Tuesday, September 2, 2008

Should the gov't fund software development?

DIGITAL WORLD - Who's afraid of OpenOffice? Not the government of Israel, which will once again fund development of the Hebrew OpenOffice project. But to judge by some of the online comments reacting to this news, there are lots of Israelis who are afraid of Oo!

OpenOffice (http://www.openoffice.org), as everyone knows by now, is the free, open-source office suite, an alternative for many people (including yours truly) to Microsoft Office.

Writing in English as I do, I work mostly with the US English version of Oo (and its Mac brother, NeoOffice), generally using the word processor component of the suite, and occasionally building a Powerpoint-style presentation using Oo's Presentation component.

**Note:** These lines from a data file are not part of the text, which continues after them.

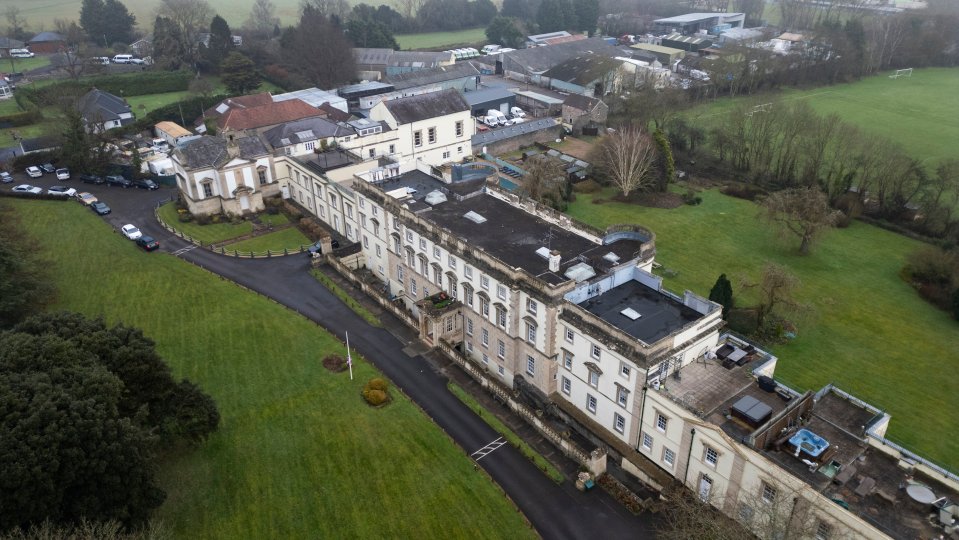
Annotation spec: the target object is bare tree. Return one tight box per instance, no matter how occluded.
[157,0,215,64]
[597,126,656,197]
[740,263,803,329]
[523,155,566,202]
[762,187,839,255]
[245,0,280,39]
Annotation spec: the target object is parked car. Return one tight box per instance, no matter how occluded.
[79,174,103,184]
[106,174,133,188]
[90,201,110,216]
[10,184,43,195]
[136,236,160,251]
[120,223,143,240]
[77,191,97,206]
[47,186,77,197]
[133,178,160,190]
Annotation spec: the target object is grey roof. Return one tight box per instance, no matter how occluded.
[28,32,64,43]
[503,37,632,73]
[463,86,516,105]
[383,88,470,124]
[579,278,702,343]
[0,37,23,49]
[470,118,556,148]
[263,117,355,148]
[543,53,623,86]
[173,135,269,169]
[387,62,480,90]
[77,88,132,124]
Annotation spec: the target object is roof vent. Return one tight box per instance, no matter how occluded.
[463,210,486,223]
[423,190,446,206]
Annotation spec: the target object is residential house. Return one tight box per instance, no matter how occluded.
[77,88,136,133]
[171,132,280,215]
[195,92,326,133]
[370,89,475,165]
[0,37,24,56]
[540,53,626,98]
[562,94,609,134]
[130,35,153,58]
[27,32,67,54]
[288,161,959,539]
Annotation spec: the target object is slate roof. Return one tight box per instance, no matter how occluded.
[0,37,23,49]
[503,37,631,73]
[198,94,326,129]
[263,118,356,148]
[77,88,134,124]
[173,135,269,169]
[383,88,470,124]
[387,62,480,90]
[27,32,64,43]
[543,54,623,86]
[563,94,602,112]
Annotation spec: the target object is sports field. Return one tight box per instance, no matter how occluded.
[686,68,959,166]
[568,190,959,471]
[0,199,535,539]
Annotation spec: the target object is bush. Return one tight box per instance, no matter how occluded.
[366,377,387,392]
[363,389,386,407]
[573,180,603,193]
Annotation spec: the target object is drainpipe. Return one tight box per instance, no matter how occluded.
[683,428,696,486]
[636,384,649,452]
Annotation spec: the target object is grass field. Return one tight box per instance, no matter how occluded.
[686,68,959,166]
[568,190,959,471]
[3,200,535,538]
[396,28,486,49]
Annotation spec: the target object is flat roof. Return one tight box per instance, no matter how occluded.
[579,280,702,343]
[653,13,742,24]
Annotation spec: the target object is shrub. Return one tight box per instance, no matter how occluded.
[363,389,386,407]
[366,377,387,392]
[573,180,603,193]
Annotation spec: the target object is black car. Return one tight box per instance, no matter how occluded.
[133,178,160,190]
[135,235,160,251]
[78,174,103,184]
[90,201,110,216]
[107,175,133,187]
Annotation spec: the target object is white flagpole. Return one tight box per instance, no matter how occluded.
[346,332,353,381]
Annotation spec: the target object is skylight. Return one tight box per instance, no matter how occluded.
[463,210,486,223]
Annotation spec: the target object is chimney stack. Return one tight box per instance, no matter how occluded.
[549,249,560,272]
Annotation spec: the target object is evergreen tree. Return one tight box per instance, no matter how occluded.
[220,51,260,95]
[202,15,233,69]
[709,274,733,318]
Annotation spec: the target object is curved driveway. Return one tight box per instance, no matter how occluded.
[18,175,654,539]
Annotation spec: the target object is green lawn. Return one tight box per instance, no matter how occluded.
[159,202,290,245]
[685,68,959,168]
[224,227,310,253]
[396,28,486,50]
[569,190,959,470]
[3,200,535,539]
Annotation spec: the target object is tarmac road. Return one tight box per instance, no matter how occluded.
[3,174,655,540]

Now, this is not a story comparing the abilities, plusses and minuses, or other competitive aspects of the MS Office/OpenOffice issue - you can find reams of data about that in your friendly local Google search box. For most of those who have worked with both programs at one time or another, that battle was resolved a long time ago - depending on individual experience, need, disposable income (can you afford MS Office) or level of ethical commitment (do you refrain from pirating expensive software, especially if several perfectly good alternatives are available). For me, Oo works great; I haven't had compatibility issues for years, with everything I produce in OpenOffice readable and editable by those using MS Office, and vice versa. As far as I'm concerned, the war is over - and I (and my wallet) won!